Also, just curious, what are your studies in?




Control theory has a very, very long parallel history alongside ML. ML, specifically probabilistic and reinforcement learning, uses a lot of dynamic programming ideas and Bellman equations in its theoretical modeling. Lookup the term cybernetics, it is an old term in the pre-internet era to mean control theory and optimization. The Soviets even had a grand scheme to build networked factories that could be centrally optimized and resource allocated. Their Slavic communist AWS-meets-Walmart efforts spawned a Nobel laureate; Kantorovich was given the award for inventing linear programming.

Unfortunately the CS field is only just rediscovering control theory while it has been a staple of EE for years. However, there haven't been many new innovations in the field until recently when ML became the new hottest thing.


Interesting, I didn't know about cybernetics.

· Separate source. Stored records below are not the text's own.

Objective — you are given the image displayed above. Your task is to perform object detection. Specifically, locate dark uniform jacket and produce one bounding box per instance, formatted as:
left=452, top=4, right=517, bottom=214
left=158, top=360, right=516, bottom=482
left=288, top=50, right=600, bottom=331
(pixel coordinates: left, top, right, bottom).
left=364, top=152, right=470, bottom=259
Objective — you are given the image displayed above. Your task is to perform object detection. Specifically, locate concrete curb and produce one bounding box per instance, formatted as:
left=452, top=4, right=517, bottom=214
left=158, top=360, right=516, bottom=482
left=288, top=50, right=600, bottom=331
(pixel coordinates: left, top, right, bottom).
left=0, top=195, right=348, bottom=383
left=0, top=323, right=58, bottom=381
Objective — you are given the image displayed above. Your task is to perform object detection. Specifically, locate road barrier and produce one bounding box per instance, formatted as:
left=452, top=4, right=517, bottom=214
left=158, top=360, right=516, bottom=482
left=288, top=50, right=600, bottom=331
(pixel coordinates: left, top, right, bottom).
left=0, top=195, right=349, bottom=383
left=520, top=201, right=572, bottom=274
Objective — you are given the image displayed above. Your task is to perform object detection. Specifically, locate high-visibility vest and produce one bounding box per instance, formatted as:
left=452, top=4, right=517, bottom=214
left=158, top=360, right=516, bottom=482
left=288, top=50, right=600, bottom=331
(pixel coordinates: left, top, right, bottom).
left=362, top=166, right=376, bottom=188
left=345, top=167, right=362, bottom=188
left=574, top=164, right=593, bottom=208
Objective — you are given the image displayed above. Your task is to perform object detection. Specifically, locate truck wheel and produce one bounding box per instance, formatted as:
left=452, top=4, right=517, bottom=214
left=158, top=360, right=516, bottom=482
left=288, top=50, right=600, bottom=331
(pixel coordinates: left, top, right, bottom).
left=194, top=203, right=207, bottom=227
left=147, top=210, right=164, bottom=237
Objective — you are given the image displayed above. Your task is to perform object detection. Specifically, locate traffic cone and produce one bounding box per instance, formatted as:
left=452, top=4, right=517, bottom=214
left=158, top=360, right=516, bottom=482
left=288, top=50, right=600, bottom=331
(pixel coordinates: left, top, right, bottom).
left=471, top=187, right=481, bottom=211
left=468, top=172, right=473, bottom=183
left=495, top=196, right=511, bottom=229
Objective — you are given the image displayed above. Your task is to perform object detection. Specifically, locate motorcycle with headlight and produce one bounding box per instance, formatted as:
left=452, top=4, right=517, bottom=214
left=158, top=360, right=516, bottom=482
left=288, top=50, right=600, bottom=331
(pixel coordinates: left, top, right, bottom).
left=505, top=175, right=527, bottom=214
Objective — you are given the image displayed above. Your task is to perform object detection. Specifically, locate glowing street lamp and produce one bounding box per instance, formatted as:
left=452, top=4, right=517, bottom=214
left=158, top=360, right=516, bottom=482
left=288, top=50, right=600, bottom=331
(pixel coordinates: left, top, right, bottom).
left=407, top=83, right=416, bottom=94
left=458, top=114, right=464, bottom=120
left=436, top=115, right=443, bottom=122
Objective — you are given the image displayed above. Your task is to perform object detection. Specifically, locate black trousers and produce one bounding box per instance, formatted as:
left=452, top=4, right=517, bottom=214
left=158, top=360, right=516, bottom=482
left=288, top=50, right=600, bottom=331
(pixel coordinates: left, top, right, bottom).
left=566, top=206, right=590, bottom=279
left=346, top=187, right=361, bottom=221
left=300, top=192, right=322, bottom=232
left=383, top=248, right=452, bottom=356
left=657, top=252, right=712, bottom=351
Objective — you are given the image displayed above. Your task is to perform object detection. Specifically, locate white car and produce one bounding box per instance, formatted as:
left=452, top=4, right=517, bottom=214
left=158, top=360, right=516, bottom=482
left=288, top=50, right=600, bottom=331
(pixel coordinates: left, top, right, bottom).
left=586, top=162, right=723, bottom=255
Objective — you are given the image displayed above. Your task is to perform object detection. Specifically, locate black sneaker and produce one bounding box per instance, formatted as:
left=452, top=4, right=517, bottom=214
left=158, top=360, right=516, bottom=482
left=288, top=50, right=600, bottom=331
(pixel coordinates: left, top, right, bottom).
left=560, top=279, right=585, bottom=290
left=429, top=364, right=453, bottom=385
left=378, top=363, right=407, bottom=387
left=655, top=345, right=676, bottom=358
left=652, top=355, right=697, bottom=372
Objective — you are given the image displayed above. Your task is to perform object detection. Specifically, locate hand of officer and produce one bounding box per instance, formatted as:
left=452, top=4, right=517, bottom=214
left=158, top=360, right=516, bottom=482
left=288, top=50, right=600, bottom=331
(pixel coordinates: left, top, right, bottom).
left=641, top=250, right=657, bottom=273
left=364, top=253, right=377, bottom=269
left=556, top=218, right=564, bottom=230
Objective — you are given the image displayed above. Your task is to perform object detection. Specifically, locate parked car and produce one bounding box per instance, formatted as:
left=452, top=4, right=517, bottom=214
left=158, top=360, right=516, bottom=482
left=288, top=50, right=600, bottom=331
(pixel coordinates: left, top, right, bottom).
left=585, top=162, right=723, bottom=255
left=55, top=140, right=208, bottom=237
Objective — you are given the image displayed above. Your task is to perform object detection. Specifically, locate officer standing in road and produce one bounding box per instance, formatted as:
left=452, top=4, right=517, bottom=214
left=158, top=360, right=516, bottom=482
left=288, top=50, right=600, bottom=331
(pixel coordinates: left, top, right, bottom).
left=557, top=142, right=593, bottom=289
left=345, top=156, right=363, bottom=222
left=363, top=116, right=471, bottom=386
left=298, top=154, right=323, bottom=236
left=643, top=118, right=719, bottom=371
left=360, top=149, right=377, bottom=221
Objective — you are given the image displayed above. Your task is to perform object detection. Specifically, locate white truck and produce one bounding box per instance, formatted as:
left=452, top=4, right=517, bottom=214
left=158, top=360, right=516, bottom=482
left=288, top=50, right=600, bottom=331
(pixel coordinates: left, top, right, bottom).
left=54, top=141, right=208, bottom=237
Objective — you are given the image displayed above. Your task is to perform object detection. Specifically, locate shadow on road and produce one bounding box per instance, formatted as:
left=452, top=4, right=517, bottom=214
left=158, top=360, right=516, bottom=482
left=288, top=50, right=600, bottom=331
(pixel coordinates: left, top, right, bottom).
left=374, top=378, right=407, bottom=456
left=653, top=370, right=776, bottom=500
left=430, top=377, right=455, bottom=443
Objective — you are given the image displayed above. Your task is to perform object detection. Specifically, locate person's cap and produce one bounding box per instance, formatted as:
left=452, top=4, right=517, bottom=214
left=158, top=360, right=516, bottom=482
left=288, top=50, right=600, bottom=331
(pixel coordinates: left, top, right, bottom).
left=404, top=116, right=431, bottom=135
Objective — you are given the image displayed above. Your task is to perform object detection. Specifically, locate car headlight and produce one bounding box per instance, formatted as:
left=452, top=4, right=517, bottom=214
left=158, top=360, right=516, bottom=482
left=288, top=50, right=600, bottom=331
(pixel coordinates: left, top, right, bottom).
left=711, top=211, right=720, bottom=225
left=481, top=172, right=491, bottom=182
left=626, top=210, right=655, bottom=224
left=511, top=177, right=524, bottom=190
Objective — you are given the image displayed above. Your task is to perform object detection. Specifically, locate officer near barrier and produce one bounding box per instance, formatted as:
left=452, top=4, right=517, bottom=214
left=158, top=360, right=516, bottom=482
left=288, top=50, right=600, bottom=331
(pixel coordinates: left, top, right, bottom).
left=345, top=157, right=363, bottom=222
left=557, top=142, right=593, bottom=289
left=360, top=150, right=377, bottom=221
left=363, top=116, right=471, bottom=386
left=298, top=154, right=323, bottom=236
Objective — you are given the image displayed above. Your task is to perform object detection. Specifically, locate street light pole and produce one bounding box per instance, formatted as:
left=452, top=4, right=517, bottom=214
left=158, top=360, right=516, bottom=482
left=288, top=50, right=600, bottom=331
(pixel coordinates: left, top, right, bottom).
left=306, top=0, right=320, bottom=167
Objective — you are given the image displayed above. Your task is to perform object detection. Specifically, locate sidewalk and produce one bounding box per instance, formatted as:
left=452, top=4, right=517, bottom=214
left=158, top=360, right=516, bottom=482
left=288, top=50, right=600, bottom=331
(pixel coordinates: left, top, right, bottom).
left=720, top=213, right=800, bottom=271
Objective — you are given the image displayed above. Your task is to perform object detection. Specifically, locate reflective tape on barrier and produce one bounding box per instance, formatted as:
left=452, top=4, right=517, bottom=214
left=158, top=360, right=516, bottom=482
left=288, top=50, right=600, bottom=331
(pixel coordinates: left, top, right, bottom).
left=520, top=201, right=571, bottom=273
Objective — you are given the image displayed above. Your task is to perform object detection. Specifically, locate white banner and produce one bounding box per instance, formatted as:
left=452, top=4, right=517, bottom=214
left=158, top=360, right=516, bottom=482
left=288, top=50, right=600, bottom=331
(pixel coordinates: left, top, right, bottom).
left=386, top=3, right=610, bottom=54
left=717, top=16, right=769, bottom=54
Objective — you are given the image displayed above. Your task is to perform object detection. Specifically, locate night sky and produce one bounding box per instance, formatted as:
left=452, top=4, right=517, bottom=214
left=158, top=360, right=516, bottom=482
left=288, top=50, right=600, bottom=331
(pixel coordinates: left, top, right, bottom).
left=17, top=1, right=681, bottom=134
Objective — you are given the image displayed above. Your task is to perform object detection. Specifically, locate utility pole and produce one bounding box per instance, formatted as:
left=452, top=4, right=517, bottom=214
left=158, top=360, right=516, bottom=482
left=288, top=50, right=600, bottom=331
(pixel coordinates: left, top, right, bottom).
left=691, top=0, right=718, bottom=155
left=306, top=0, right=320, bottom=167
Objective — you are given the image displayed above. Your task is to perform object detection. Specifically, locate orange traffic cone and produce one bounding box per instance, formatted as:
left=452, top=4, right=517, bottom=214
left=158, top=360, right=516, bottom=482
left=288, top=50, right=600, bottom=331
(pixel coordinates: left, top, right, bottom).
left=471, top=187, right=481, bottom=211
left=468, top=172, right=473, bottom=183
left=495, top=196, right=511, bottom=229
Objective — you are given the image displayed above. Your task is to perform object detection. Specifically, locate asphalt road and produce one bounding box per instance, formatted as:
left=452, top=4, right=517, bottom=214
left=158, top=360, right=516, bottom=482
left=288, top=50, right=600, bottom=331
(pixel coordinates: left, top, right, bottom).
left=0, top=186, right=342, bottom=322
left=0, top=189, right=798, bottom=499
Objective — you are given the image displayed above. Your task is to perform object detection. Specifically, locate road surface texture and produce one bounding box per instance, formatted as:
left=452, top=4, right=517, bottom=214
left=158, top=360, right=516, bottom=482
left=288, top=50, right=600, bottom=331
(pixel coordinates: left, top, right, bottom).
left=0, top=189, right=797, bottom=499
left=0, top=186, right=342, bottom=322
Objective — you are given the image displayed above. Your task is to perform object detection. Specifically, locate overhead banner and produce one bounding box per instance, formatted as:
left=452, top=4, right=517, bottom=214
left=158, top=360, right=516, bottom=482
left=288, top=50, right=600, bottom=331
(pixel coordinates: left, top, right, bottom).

For the ones interested there is a book that discusses both: 'Reinforcement Learning and Optimal Control', by Dimitri P. Bertsekas. It covers exact and approximate Dynamic Programming, finite and infinite horizon problems, deterministic and stochastic models, model-based and model-free optimization.

Aside from this book, Ben Recht has some interesting blog about Optimal Control and Reinforcement learning: http://www.argmin.net/2018/06/25/outsider-rl


This is some insanely cool history! I had no idea the Soviets had such a technical vision, that's actually pretty amazing. I've heard the term "cybernetics" but honestly just thought it was some movie-tech term, lol.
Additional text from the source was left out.